Although this is not that interesting for Pimax 4k users (since the Pimax 4k IPD is not your real IPD), there are several people here with other HMD's, who need to know their exact IPD. So as I needed to enter my exact IPD in my Vive Pro I tried measuring it using the supplied method, looking into a mirror with a measurement strip and trying to measure what my IPD is. This works pretty well but it might be hard to get to the exact mm. So I thought of a new way of doing it and it worked suprisingly well:
First measure your IPD with the above described, regular method. Let's say you measure 65mm so you know that's ROUGHLY correct. Now we're going to get it more exact:
1) Take a piece of paper and mark two dots, your IPD distance apart, so in this example 65 mm between the center of the dots.
2) Now punch the dots with something sharp, so you get about 1 mm holes, I used a nail cutting scissor, works really well, slowly turning the scissor so that you can make a nice round hole.
3) Now bring the paper to touch your nose. Slightly rotate the paper clockwise, so that the hole for your left eye is a bit higher.
4) Now look through that left, higher hole and focus to some point in the distance. Relax.
5) Now keep looking through that higher hole, while focusing on the distance, slowy rotate the paper against the clock, so that the hole for your right eye gets closer to the hole you're focusing on. Keep focusing on that left hole, and on the distance!
6) So from your peripheral vision you see the hole for your right eye coming up higher, closer to the left hole. Now if you see this hole passing to the right of the hole you were focusing on (the one for your left eye), then your IPD is LOWER than the distance between the holes! Similarly, if you see in your peripheral vision the hole that's rising up passing to the left of the hole you were focusing on, then your IPD is higher then the distance between the 2 holes.
It's important that you keep relaxing your eye muscle and keep looking through that left hole, so don't start to focus on the right hole, only see it from your peripheral vision.
So you can then do the experiment again with adjusted distance (so punch 2 new holes at a different distance) and keep doing it until the 2 holes are perfectly aligned.
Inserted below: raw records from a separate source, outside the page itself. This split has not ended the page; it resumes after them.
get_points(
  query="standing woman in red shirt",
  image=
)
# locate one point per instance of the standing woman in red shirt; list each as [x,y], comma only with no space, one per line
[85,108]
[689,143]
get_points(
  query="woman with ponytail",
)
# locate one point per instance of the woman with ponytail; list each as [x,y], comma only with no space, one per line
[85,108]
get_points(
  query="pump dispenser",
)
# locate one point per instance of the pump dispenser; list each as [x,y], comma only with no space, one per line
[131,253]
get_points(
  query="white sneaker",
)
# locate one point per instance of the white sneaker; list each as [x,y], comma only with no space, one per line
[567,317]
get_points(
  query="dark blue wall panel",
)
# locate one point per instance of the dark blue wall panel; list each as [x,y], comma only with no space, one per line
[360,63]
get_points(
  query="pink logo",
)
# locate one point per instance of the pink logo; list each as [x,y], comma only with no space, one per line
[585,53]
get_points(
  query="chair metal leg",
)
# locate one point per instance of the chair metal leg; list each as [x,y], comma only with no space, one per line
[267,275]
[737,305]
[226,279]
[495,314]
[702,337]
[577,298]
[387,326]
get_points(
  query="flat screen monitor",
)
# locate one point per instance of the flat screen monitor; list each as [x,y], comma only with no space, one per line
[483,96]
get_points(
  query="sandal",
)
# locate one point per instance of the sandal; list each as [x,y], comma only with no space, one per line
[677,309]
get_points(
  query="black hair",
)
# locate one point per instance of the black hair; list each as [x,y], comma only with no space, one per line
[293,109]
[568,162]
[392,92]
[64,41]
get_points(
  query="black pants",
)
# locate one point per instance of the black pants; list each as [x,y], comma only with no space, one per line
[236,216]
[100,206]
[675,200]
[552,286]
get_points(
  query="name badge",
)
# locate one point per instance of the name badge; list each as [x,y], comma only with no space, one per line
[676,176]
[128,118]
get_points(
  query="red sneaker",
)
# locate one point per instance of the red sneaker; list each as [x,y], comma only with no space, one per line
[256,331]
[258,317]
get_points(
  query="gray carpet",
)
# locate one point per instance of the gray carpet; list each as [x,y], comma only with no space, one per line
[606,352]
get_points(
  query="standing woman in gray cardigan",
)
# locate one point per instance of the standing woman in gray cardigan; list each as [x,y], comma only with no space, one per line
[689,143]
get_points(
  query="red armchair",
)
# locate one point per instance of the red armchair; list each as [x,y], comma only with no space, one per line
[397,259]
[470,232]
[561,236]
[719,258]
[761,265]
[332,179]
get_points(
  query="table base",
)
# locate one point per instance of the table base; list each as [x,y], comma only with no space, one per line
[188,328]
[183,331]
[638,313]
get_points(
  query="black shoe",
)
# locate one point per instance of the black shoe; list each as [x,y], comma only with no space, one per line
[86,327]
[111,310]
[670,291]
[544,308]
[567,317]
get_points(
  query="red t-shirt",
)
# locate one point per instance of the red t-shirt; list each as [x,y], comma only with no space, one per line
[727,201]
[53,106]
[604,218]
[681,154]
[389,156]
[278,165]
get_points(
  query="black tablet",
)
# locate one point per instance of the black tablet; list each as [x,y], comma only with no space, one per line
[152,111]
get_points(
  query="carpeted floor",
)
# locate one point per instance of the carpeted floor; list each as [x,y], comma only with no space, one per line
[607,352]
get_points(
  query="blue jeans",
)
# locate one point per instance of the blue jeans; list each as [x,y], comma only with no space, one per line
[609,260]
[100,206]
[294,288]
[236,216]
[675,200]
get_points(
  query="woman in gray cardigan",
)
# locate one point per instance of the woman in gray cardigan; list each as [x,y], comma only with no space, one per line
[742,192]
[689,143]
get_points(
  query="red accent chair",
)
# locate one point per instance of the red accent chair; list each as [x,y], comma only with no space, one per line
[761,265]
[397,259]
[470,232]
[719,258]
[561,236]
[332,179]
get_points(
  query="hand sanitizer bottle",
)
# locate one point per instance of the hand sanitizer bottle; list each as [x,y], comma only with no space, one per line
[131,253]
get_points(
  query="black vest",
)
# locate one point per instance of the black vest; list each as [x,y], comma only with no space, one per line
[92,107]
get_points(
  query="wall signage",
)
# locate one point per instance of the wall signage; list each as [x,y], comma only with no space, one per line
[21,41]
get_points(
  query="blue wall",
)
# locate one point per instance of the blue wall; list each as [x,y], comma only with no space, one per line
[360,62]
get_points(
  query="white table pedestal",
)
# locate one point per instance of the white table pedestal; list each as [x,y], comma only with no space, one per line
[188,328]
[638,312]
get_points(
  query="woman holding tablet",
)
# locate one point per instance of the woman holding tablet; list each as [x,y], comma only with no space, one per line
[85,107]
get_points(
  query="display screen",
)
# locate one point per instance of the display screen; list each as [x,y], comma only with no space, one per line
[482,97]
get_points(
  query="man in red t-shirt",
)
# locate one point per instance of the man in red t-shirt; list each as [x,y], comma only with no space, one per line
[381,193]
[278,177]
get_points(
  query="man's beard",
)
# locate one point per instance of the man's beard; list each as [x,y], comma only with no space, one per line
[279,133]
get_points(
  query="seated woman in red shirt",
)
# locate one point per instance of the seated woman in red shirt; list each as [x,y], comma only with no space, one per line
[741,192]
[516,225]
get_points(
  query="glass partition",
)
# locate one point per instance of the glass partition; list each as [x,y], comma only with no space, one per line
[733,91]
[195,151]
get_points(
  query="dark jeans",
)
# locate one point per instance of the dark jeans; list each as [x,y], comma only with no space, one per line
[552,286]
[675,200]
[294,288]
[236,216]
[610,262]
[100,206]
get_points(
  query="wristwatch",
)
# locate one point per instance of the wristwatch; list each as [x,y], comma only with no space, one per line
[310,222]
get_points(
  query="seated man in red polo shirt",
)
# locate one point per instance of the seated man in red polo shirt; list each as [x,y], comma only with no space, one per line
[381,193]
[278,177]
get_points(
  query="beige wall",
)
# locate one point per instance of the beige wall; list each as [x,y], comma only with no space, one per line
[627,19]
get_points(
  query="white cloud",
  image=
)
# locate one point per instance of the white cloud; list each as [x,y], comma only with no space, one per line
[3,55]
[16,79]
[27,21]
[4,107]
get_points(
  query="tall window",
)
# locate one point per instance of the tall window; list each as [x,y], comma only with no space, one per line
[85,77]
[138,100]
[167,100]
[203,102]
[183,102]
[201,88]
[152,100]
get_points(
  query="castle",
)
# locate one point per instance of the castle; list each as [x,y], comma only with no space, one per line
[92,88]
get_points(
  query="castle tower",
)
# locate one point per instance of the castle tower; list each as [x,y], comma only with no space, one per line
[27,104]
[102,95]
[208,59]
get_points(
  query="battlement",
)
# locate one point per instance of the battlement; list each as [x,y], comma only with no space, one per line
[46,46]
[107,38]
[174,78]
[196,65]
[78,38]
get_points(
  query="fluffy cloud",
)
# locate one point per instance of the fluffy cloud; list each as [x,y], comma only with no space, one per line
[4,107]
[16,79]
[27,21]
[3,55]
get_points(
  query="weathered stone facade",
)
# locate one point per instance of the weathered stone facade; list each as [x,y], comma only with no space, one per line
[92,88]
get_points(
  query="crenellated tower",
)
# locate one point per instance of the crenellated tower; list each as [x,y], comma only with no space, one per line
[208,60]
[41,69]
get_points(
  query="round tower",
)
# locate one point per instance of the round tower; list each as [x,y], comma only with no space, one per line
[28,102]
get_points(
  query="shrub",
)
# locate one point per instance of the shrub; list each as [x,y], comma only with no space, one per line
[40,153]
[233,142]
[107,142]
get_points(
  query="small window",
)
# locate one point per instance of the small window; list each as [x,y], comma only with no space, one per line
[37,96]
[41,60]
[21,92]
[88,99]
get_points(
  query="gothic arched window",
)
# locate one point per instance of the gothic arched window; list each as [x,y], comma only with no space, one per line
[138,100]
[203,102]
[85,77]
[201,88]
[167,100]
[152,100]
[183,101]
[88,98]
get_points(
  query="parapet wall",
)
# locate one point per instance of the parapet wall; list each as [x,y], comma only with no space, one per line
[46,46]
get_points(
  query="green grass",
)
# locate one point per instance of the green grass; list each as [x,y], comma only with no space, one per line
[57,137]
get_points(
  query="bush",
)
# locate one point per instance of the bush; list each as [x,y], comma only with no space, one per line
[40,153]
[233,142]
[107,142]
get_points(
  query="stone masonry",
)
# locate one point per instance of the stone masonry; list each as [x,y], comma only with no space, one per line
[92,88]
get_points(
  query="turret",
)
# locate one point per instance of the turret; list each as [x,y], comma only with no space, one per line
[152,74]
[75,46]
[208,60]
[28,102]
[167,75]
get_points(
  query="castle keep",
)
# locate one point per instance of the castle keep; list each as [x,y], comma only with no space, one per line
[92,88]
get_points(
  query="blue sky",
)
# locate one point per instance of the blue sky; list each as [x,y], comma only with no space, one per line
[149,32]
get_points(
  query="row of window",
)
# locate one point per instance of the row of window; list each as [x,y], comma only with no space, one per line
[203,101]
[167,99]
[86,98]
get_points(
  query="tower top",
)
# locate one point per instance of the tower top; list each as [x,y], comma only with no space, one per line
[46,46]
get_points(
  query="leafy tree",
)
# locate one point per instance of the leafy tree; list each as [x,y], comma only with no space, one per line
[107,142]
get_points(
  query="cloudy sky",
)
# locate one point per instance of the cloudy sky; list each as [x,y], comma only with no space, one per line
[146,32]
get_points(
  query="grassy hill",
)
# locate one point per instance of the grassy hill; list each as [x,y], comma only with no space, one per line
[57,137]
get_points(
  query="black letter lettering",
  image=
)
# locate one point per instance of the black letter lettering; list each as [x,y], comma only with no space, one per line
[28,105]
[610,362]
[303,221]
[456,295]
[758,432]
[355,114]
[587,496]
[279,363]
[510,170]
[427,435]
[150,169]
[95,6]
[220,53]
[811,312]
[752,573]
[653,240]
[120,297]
If you do this correctly you can get it down to about 2/10th of a millimeter I think, maybe even to 1/10th correctly. For example if you do this for 65 mm and for 66 mm and find your IPD to be between these, you can see which one is closer to the middle. If that's the 65mm one than you know that it's somewhere between 65.1 mm and 65.4 mm and can get a reading that I guess is pretty much as specific as a professional one.